Thursday, September 11, 2008

Anderson on racism

I'd like to turn discussion for a minute away from the great stuff that's been going on in the posts prior to mine and make two quick comments about Anderson's analysis of the relationship between racism and nationalism, as the chapter devoted to it was the most problematic for me of the entire book.


First off, I wholly understand that equating nationalism with racism is a cop-out; the line of thought that he's writing this chapter in response to is, I agree, quite incomplete. But his attempt to invert this argument seems to ring a bit false to me, too. While it's true (as he points out in a footnote on pg. 142) that it's tough to find "hymns of hate," or any token of nationalist discourse that is explicitly hateful towards others, isn't the vilification of everyone outside of the nation in question still part of the propositional content of any nationalist text? By praising the glory of/praying for the victory of/basking in the beauty of our nation, aren't we simultaneously putting down or wishing for the defeat of or implying a lack of, I don't know, aesthetic grandeur in everyone else's?

Secondly, Anderson writes that "on the whole, racism and anti-semitism manifest themselves, not across national boundaries, but within them. In other words, they justify not so much foreign wars as domestic repression and domination" (150). But, would we expect it to be different? I mean, within the national boundaries is the realm of control. Sure, anti-semitism in the USSR didn't prevent "a respectful working relationship between Brezhnev and Kissinger" (150), but Brezhnev wasn't really in a position to strip Henry Kissinger of his rights. And also, racism at home is still a way of imagining the boundaries of the community, right? As in, "those people live here but they don't fit the prototype I imagine for the members of my community."
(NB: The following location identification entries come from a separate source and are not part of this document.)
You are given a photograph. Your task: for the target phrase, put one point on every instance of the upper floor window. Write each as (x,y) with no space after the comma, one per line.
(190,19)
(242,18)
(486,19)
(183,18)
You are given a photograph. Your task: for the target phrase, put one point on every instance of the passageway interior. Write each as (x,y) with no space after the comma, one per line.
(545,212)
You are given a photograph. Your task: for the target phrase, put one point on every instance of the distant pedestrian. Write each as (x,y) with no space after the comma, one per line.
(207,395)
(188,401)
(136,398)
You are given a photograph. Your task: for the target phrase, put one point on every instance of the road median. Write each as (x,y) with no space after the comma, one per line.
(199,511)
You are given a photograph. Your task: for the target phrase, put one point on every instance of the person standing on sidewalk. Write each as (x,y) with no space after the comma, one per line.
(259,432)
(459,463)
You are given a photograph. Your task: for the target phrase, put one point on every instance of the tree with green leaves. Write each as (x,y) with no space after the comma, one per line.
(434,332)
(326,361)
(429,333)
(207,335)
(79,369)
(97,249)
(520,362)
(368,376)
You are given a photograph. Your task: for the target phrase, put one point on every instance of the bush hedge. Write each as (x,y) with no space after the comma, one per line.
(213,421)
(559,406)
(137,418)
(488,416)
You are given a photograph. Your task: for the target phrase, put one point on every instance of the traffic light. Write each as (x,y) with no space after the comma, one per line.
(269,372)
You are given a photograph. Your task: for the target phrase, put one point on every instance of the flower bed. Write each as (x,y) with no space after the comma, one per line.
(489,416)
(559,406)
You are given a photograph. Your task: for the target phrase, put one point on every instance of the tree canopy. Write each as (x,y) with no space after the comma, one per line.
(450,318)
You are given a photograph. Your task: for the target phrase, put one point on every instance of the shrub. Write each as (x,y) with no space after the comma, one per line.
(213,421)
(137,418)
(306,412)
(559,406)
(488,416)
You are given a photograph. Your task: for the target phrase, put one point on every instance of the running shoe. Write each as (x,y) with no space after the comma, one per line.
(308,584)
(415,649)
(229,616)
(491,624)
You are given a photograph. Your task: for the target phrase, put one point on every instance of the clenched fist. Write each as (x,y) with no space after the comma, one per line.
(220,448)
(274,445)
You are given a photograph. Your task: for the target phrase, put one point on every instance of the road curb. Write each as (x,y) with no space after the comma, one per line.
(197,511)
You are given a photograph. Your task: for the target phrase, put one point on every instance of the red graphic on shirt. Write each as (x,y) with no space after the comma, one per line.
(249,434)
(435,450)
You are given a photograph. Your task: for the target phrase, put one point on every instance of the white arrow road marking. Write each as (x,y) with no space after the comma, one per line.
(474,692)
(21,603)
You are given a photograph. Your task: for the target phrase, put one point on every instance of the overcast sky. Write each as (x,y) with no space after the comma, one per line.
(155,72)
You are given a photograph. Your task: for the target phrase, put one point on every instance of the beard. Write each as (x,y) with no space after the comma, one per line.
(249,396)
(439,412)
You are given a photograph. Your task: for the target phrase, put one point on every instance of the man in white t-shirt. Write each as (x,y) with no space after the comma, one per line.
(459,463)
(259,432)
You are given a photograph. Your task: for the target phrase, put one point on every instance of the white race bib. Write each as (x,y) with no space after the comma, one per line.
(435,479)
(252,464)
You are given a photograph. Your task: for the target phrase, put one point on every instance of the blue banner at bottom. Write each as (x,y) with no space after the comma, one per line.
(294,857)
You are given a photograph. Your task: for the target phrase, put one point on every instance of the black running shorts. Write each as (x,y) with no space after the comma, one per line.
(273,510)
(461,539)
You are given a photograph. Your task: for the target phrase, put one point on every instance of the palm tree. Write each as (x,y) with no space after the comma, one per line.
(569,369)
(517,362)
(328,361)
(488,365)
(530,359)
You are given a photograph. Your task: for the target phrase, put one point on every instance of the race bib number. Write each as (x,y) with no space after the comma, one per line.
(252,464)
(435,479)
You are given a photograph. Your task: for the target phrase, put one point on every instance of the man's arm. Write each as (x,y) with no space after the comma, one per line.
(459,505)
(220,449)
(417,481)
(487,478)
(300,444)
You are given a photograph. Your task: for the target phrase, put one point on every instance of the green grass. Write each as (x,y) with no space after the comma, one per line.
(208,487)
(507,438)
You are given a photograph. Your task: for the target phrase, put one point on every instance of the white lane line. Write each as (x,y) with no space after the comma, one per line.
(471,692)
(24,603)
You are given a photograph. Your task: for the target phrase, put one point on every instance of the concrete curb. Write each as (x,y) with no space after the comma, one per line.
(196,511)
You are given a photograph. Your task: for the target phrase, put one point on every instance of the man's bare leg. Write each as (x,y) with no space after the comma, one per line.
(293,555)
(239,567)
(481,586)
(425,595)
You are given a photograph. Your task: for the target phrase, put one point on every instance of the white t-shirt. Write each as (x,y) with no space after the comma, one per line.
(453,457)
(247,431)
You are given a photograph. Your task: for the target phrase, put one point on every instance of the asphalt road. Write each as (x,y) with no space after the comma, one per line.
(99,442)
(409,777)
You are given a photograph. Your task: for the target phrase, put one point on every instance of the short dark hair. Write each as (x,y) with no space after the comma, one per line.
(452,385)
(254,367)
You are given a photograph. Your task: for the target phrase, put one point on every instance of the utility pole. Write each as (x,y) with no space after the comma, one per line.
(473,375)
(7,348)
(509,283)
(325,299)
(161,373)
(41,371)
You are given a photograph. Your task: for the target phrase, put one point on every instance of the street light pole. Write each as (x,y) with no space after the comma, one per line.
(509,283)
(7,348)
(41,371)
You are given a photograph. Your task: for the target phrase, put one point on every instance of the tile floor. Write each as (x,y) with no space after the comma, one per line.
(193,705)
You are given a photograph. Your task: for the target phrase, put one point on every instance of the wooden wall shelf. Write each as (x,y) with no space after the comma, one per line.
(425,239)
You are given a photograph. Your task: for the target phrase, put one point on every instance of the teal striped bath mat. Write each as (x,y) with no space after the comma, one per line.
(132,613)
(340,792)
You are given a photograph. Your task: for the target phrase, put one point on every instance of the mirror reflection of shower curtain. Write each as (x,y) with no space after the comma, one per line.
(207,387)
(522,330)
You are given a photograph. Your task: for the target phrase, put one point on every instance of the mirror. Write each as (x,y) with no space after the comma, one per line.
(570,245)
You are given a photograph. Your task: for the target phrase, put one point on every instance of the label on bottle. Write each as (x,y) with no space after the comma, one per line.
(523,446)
So I guess I'm making the same root point with both of these examples: I don't see a lot in this text analyzing what I take to be the necessarily exclusionary consequences of imagining communities--not that there aren't positive consequences as well, as Anderson points out (although I'm not sure that inspiring countless self-sacrifices is necessarily one of them).

1 comment:

Thomas said...

And to follow up on that last point, I'm not sure how many self-sacrifices are really for country. Certainly some are, but many are for (even) more abstract concepts, like freedom, or honor, or "the cult of eternal youth" (Japanese kamikaze pilots). I'd be interested to hear what nationalism gets us.